Context:
I have the RGB-D video from a Kinect, which is aimed straight down at a table. There is a library of around 12 objects I need to identify, alone or several at a time. I have been working with SURF extraction and detection from the RGB image, preprocessing by downscaling to 320x240, grayscale, stretching the contrast and balancing the histogram before applying SURF. I built a lasso tool to choose among detected keypoints in a still of the video image. Then those keypoints are used to build object descriptors which are used to identify objects in the live video feed.
Problem:
SURF examples show successful identification of objects with a decent amount of text-like feature detail eg. logos and patterns. The objects I need to identify are relatively plain but have distinctive geometry. The SURF features found in my stills are sometimes consistent but mostly unimportant surface features. For instance, say I have a wooden cube. SURF detects a few bits of grain on one face, then fails on other faces. I need to detect (something like) that there are four corners at equal distances and right angles.

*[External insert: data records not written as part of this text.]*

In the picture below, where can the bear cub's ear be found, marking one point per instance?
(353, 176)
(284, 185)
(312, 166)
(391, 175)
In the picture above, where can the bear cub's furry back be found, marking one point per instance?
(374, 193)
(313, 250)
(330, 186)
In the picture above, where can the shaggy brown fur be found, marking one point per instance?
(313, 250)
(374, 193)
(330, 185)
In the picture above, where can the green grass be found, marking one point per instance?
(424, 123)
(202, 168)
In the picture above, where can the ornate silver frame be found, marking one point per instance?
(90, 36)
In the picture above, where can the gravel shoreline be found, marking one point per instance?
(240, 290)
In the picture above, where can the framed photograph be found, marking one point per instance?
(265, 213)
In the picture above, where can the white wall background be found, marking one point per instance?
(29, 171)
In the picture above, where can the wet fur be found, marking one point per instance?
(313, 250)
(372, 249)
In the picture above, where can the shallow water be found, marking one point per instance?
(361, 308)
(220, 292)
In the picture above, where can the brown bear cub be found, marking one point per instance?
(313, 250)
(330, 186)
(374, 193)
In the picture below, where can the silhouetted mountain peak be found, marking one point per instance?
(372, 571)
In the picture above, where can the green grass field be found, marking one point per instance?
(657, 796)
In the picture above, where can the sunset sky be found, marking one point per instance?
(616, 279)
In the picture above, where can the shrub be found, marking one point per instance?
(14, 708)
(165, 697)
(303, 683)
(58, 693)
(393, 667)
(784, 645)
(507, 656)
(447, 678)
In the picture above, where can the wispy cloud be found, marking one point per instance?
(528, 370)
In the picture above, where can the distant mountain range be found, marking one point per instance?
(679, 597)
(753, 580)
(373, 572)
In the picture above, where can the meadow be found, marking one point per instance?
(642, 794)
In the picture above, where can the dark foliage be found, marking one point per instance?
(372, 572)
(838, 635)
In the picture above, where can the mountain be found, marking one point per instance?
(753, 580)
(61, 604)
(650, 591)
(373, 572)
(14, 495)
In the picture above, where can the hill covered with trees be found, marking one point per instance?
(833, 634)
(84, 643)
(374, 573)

None of my objects has much of a pattern but all have distinctive symmetric geometry and color. Think cellphone, lollipop, knife, bowling pin. My thought was that I could build object descriptors for each significantly different-looking orientation of the object, eg. two descriptors for a bowling pin: one standing up and one laying down. For a cellphone, one laying on the front and one on the back. My recognizer needs rotational invariance and some degree of scale invariance in case objects are stacked. Ability to deal with some occlusion is preferable (SURF behaves well enough) but not the most important characteristic. Skew invariance would be preferable and SURF does well with paper printouts of my objects held by hand at a skew.
Questions:
Am I using the wrong SURF parameters to find features at the wrong scale? Is there a better algorithm for this kind of object identification? Is there something as readily usable as SURF that uses the depth data from the Kinect along with or instead of the RGB data?